Requiring shareholders to continue to wait for definitive action for another year or more and
extending the tenure of senior management while the Company evaluates this reverse-spin is
simply unacceptable. This plan should already have been well-vetted and evaluated, given that
nearly five years of discussions about separating the investment stakes has already passed.
We are surprised the Company continues to claim it can use this time to improve the value of its
aging core business. The midpoint of managements recent guidance implies a full year 2015
revenue (ex-TAC) decline of 8.5% and an adjusted EBITDA decline of 32.7%. By comparison,
in 2014, revenue (ex-TAC) declined 0.6% and adjusted EBITDA declined 12.9%. Furthermore,
the $2.3 billion of acquisitions and other investments have failed to create shareholder value.

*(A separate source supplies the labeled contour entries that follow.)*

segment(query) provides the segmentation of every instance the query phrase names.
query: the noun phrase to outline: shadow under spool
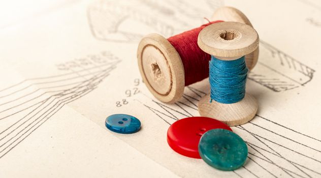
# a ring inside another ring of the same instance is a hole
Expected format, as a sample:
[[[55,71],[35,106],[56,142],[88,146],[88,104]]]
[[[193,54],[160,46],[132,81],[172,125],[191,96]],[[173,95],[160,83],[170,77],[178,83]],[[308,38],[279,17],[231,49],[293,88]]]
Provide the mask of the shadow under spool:
[[[251,26],[241,11],[231,7],[218,9],[213,18]],[[185,86],[208,77],[211,55],[199,48],[197,39],[202,29],[222,21],[209,22],[168,39],[156,34],[142,39],[137,51],[138,65],[145,83],[154,96],[165,103],[175,102],[183,95]],[[256,64],[258,53],[257,49],[245,56],[249,69]]]

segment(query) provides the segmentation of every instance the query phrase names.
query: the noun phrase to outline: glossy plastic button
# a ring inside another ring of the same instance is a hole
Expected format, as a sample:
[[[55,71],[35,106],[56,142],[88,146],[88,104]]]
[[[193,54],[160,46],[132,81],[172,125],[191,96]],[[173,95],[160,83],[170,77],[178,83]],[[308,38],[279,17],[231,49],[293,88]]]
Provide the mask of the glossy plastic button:
[[[191,117],[173,124],[167,131],[167,142],[175,152],[194,158],[201,158],[198,145],[201,136],[213,129],[232,129],[225,124],[212,118]]]
[[[140,121],[137,118],[123,114],[109,116],[106,119],[105,125],[112,131],[122,134],[135,133],[141,128]]]
[[[199,152],[206,163],[222,170],[238,168],[247,157],[247,146],[242,138],[224,129],[206,132],[201,138]]]

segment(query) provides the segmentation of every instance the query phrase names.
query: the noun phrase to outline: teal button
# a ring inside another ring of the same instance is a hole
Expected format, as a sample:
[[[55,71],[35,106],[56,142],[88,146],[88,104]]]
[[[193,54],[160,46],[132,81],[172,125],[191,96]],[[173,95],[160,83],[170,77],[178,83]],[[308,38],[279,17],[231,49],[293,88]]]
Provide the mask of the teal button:
[[[105,125],[112,131],[122,134],[135,133],[141,128],[141,122],[138,118],[124,114],[109,116],[106,119]]]
[[[222,170],[233,170],[244,164],[248,151],[246,144],[237,134],[217,129],[205,132],[201,137],[199,153],[211,166]]]

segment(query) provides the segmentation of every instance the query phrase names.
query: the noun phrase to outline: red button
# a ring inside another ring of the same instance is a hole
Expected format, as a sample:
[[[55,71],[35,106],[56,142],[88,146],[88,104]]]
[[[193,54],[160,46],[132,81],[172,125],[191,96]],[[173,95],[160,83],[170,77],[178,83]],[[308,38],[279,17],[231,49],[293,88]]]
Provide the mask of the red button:
[[[173,124],[167,131],[167,142],[172,149],[181,155],[201,158],[198,145],[201,136],[206,131],[223,129],[232,131],[226,124],[214,118],[190,117]]]

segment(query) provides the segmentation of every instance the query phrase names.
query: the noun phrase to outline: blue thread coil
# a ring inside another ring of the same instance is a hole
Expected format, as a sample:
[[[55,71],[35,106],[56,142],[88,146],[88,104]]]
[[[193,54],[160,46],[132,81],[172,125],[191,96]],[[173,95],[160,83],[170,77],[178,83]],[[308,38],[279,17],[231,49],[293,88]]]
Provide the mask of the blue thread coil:
[[[231,104],[242,100],[245,95],[248,69],[245,57],[233,61],[219,60],[212,56],[209,64],[211,100]]]

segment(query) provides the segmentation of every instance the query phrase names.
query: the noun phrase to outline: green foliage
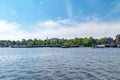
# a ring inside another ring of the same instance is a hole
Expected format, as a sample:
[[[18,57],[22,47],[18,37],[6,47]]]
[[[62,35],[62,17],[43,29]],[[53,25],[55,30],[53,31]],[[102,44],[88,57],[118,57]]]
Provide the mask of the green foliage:
[[[89,47],[96,44],[110,44],[113,43],[111,38],[101,38],[101,39],[94,39],[93,37],[89,38],[74,38],[74,39],[22,39],[21,41],[10,41],[6,40],[2,44],[4,47],[9,47],[12,45],[23,45],[23,46],[85,46]]]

We believe the current perceived market value of the Companys core operations and assets is
well below zero.
Immediate Action is Required. In light of the above, we believe the Company should prioritize a
sale of its core business, a portion of its assets, or the entire company. We ask that the Board
exercise its duty to act in the best interests of shareholders by quickly unlocking the value of the
Companys assets while protecting its current cash holdings. We believe the most responsible
way to do so is not through the pursuit of another uncertain and protracted spin but rather
through the immediate launch of a sale process.